Non ci addentreremo nello spinoso campo delle ragioni di quella o dell’altra parte religiosa, limitandoci a constatare quanto potere abbia un simbolo e per quanti secoli possa sopravvivere ai suoi primi utilizzatori. Perché di un simbolo non si può fare a meno, comunque la si pensi e qualunque sia il simbolo scelto. Per un appassionato di storia e di ricerca sociale, assistere al dibattito odierno sulle “sardine” o sull’incongruità del candidato del Pd che non espone in piena campagna elettorale il simbolo dello stesso, pur rimanendo nominato da quel partito, non è cosa da poco o casuale. Esibire o meno il simbolo del partito del quale si è un esponente di punta non è una svista né una questione marginale. Chi lo fa, sa bene che gli elettori danno grande importanza ai simboli ed istintivamente tracciano la fatidica croce (nota bene: il simbolo della croce e non uno scarabocchio a caso) sui simboli che, a loro avviso, meglio rappresentano gli ideali di coloro che vorrebbero a governarli.

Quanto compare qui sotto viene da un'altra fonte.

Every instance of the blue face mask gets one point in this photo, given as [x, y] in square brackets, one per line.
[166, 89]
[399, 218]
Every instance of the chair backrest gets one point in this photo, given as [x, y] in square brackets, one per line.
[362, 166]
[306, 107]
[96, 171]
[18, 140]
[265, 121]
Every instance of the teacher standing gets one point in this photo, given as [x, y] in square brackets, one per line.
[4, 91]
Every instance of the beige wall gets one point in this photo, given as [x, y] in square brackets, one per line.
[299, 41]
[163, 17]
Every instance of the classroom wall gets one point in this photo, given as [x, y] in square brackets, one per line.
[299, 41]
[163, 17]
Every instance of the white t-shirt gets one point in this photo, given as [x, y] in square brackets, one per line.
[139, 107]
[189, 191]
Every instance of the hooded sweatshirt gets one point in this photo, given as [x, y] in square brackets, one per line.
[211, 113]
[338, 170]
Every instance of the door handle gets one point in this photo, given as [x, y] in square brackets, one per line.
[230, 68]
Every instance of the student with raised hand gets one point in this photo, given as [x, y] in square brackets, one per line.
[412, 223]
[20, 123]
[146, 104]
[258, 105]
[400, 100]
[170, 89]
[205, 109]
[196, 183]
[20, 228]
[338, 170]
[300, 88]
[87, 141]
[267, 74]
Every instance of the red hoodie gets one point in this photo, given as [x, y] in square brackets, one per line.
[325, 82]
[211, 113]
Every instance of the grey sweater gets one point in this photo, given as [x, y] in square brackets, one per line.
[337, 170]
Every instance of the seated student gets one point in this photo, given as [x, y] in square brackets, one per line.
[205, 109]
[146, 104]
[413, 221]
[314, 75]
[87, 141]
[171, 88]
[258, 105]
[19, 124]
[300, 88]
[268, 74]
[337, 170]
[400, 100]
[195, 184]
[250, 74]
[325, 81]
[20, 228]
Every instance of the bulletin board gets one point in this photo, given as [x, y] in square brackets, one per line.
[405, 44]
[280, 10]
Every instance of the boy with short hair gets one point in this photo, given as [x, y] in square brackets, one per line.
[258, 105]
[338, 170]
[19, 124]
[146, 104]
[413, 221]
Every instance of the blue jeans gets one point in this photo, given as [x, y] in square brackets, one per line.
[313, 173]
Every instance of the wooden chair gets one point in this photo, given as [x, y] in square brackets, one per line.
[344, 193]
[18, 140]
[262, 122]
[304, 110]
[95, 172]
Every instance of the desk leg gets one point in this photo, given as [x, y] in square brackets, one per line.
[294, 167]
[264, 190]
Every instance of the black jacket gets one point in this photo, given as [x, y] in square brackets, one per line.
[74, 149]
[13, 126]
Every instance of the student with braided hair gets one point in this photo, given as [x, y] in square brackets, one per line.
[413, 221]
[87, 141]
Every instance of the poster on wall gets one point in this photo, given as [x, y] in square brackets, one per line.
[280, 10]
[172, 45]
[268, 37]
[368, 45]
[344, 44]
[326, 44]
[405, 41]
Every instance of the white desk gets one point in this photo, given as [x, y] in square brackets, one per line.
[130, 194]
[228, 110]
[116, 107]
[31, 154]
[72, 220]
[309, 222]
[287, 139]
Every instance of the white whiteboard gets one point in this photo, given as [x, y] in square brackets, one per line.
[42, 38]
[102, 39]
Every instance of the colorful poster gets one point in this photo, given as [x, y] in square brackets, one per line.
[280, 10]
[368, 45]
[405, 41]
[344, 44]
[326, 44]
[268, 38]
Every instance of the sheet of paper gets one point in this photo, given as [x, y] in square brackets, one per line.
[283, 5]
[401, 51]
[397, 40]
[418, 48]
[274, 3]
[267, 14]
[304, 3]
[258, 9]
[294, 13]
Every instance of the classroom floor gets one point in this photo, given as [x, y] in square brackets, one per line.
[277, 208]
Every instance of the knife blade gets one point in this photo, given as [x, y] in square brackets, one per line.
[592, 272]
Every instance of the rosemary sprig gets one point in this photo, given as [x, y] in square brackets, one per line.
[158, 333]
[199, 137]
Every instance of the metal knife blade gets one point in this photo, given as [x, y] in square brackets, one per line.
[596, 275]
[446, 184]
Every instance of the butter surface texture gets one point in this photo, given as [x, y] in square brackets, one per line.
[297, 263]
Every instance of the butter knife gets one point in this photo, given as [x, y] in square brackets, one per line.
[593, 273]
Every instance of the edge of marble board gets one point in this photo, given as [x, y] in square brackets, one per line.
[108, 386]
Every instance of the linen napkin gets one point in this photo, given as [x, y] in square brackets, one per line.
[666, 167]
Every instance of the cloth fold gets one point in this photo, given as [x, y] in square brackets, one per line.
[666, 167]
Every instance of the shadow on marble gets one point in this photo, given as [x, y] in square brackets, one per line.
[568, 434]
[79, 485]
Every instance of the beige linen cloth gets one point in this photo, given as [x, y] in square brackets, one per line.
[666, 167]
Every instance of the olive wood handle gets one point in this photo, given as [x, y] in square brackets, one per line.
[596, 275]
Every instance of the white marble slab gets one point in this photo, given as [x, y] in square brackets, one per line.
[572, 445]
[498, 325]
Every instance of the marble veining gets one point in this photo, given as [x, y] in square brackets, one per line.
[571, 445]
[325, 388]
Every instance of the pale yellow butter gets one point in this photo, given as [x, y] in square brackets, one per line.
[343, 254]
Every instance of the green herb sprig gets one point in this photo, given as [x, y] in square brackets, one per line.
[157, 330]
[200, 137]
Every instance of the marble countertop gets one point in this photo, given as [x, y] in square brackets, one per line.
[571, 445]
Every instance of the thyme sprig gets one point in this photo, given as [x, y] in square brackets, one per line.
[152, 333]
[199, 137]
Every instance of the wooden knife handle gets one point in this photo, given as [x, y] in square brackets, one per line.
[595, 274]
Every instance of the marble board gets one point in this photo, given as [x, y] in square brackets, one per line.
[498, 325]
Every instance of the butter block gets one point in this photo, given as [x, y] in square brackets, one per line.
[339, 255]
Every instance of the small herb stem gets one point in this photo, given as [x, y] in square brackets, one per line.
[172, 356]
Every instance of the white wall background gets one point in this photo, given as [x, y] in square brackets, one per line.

Ma, allora, anche il simbolo della modesta sardina, venne scelto con oculata speculazione sociologica e fu il frutto di un elaborato studio promozionale? Penso di no. Il c.d. movimento delle sardine, pare venne definito così da qualche giornalista perché la piazza ove si tenne il loro primo raduno era troppo piccola rispetto al loro numero e, quindi stavano “stretti come le sardine”. Nessun riferimento al simbolismo araldico o evangelico del pesce, nessun riconoscimento collettivo in ciò che una sardina possa significare, anche perché è arduo trovarne uno. Quello fu un simbolo nato del tutto per caso, come lo stesso movimento, peraltro, e che a qualcuno fa un gran comodo che s’accontenti di essere sardina, permettendogli di esporre o ritirare gli emblemi di partito caso per caso, associandosi o dissociandosi alla bisogna dalle povere sardine di piazza. Le stesse sardine dovranno, stiamone certi, abbandonare presto tanta genericità per adottare un emblema che possa meglio rappresentarli, qualora ci sia davvero qualcosa che, oltre ad avercela a morte con Salvini e la Meloni, davvero li unisca. Se non si formerà l’indispensabile parte propositiva e concreta che, piaccia o no, deve stare alla base di un movimento e/o di un partito, sarà soltanto una parentesi di colore. Sorge infatti il dubbio che anche un fiasco rotto, invece della sardina, sarebbe andato bene comunque a chi grida (contro l’opposizione) nelle piazze, ed altrettanto bene sarebbe andato a chi, sostenendole, fa come nella celeberrima barzelletta: “Vai avanti tu che a me scappa da ridere”.